I want to differentiate $f$ with respect to $A$. Here's what I have computed so far: $$\begin{aligned} \frac{\partial a^TAb }{\partial A} = & a^Tb\\ \frac{\partial A^{-1}b}{\partial A} = \frac{\partial A^{-1}}{\partial A}b \end{aligned} $$ So.. applying the chain rule a couple times yields $$ \frac{\partial \frac1{a^TA^{-1}b}}{\partial A} = \frac{\partial A^{-1}}{\partial A} \left( \frac{a^Tb}{a^T A^{-1} b} \right). $$
At this point I get stuck... what is $\frac{\partial A^{-1}}{\partial A}$ and what is the scalar-multiplication analogue of the product rule (so I can combine $\frac{\partial \frac1{a^TA^{-1}b}}{\partial A}$ with $\frac{\partial A^{-1}b}{\partial A}$....)
Update: For $A^{-1}$'s derivative I compute: $$ \begin{aligned} 0=&\frac{\partial I}{\partial A}=\frac{\partial (AA^{-1})}{\partial A}=\frac{\partial A}{\partial A}A^{-1} + A\frac{\partial (A^{-1})}{\partial A}\\ \therefore \frac{\partial A^{-1}}{\partial A}=&-A^{-1}IA^{-1} = -(A^{-1})^2= -A^{-2}. \end{aligned} $$
Thanks in advance.
Change the name of the vector $a$ to $c$, and re-purpose the name to vectorize the matrix $$a = \operatorname{vec}\left(A\right)$$ Define the scalar variable $$\eqalign{ \phi &= c^TA^{-1}b \\ d\phi &= -c^TA^{-1}\,dA\,A^{-1}b \\ }$$ Write the function in terms of this scalar.

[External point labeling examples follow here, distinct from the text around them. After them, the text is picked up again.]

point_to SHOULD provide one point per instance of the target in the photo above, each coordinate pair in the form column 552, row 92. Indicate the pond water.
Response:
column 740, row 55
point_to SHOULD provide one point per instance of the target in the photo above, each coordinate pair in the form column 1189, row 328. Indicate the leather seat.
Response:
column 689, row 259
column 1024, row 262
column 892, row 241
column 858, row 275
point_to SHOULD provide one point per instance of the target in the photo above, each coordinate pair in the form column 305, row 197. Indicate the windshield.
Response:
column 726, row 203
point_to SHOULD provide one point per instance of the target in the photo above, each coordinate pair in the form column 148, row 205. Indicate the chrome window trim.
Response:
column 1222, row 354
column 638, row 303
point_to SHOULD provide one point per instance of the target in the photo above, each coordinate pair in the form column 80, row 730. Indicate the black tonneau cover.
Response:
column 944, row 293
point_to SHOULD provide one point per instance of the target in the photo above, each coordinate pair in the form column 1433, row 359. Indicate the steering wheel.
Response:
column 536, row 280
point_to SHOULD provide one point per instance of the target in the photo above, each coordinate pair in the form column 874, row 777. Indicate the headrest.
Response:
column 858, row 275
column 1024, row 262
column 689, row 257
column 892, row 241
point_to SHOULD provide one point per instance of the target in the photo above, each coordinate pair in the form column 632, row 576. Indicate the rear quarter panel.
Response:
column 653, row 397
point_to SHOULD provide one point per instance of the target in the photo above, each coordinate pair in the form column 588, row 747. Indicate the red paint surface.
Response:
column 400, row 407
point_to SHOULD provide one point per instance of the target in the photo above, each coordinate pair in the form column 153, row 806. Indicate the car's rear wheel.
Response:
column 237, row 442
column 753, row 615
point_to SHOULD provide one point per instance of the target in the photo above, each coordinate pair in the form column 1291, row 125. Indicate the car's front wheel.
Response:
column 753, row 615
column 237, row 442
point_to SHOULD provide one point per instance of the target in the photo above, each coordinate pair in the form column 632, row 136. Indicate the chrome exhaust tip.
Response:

Then calculate its differential and gradient. $$\eqalign{ f &= \phi^{-1}A^{-1}b \\ df &= d\phi^{-1}A^{-1}b\, + \phi^{-1}dA^{-1}b \\ &= -\phi^{-2}A^{-1}b\,d\phi - \phi^{-1}A^{-1}\,dA\,A^{-1}b \\ &= f\,\phi^{-1}(c^TA^{-1}\,dA\,A^{-1}b) - A^{-1}\,dA\,f \\ &= f\left(c^TA^{-1}\,dA\,f\right) - A^{-1}\,dA\,f \\ &= \left(fc^T-I\right)\left(A^{-1}\,dA\,f\right) \\ &= \left(fc^T-I\right)\left(f^T\otimes A^{-1}\right)da \\ \frac{\partial f}{\partial a} &= \left(fc^T-I\right)\left(f^T\otimes A^{-1}\right) \\ }$$ The requested gradient (of a vector with respect to a matrix) is actually a third-order tensor and cannot be expressed in standard matrix notation. So this vectorized result is about the best you can do.